Friday 8:00 pm: No Means No (Ends at: 8:55 pm) Rockville/ Potomac
Panelists: Inge Heyer, Natalie Luhrs, Emmie Mears, Jon Skovron, Jean Marie Ward (M)
There is a great disturbance in science fiction and fantasy. As fans and writers you have the right to expect respect.
Saturday 12:00 pm: Between Earth and Heaven, Between Gamma Ray and Radio Waves (Ends at: 12:55 pm) Salon A
Panelists: Inge Heyer
Inge Heyer Presentation: Astronomical observatories have existed since antiquity. Until fairly recently, most observing was done by visiting a given facility. In this modern space age of high tech electronic connectivity, many observing programs use multiple observatories and instruments to obtain information about the objects being studied. Observatories are linked to observe in multiple wavelengths, to increase the size of the "light-bucket", and to take advantage of differing strengths of Earth-based and space-based platforms. We will look at a few spectacular results of these modern collaborations.
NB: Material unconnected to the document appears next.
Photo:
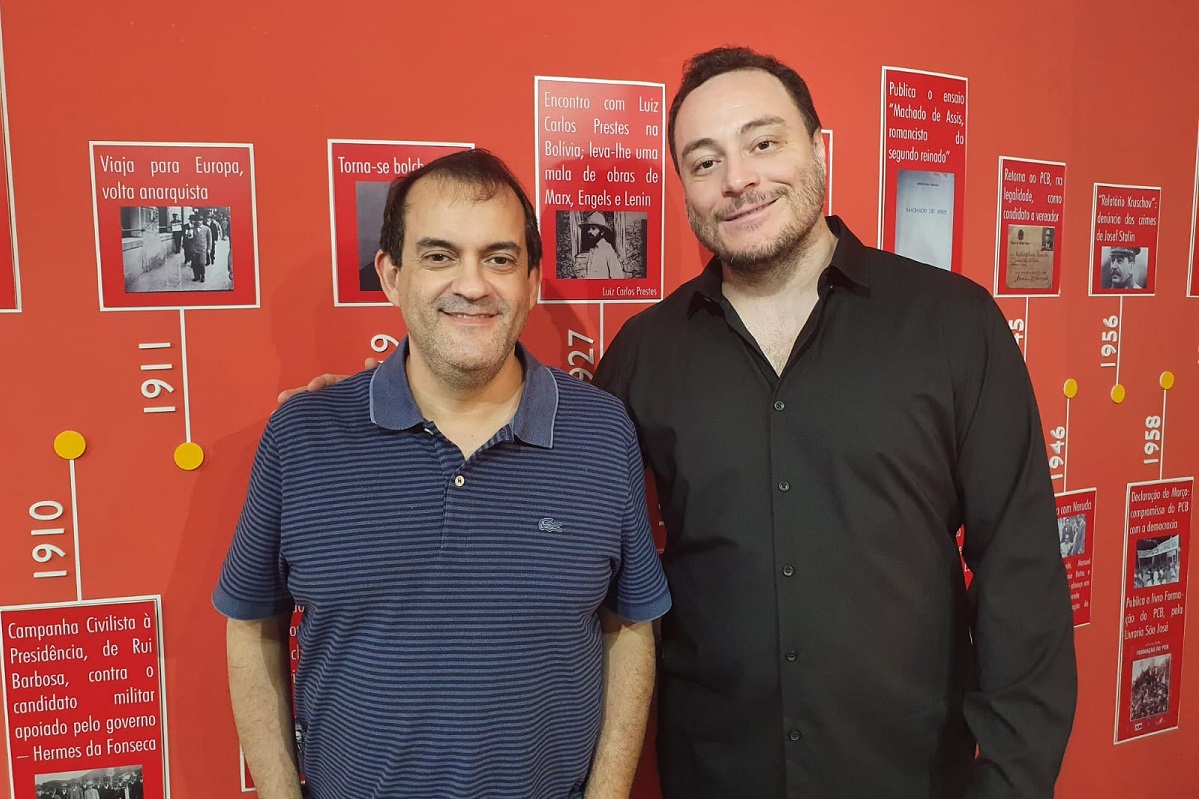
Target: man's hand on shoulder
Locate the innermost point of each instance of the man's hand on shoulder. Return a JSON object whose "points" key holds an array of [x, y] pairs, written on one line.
{"points": [[321, 382]]}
Sunday 11:00 am: Astronomy Through the Ages (Ends at: 11:55 am) Rockville/ Potomac
Panelists: Inge Heyer
Inge Heyer Presentation: When we think of astronomy these days, we think of expensive instrumentation and graduate school-level mathematics. But the foundation for our work today was laid by our ancestors, who used their eyes and very basic math to obtain fundamental knowledge about the Universe in which we live. In the course of their work they invented new math and physics tools and opened new horizons of understanding. I will take us back to recreate some of the experiments and observations made hundreds and thousands of years ago, by folks who were just as curious about our world then as we are today
Sunday 2:00 pm: Even Hard SF Uses FTL (Ends at: 2:55 pm) Frederick
Panelists: John Ashmead (M), Charles E. Gannon, Inge Heyer, Christopher Weuve
What science is taken for granted in SF and can it really happen? What new scientific discoveries are more likely than others? What science is underused in SF?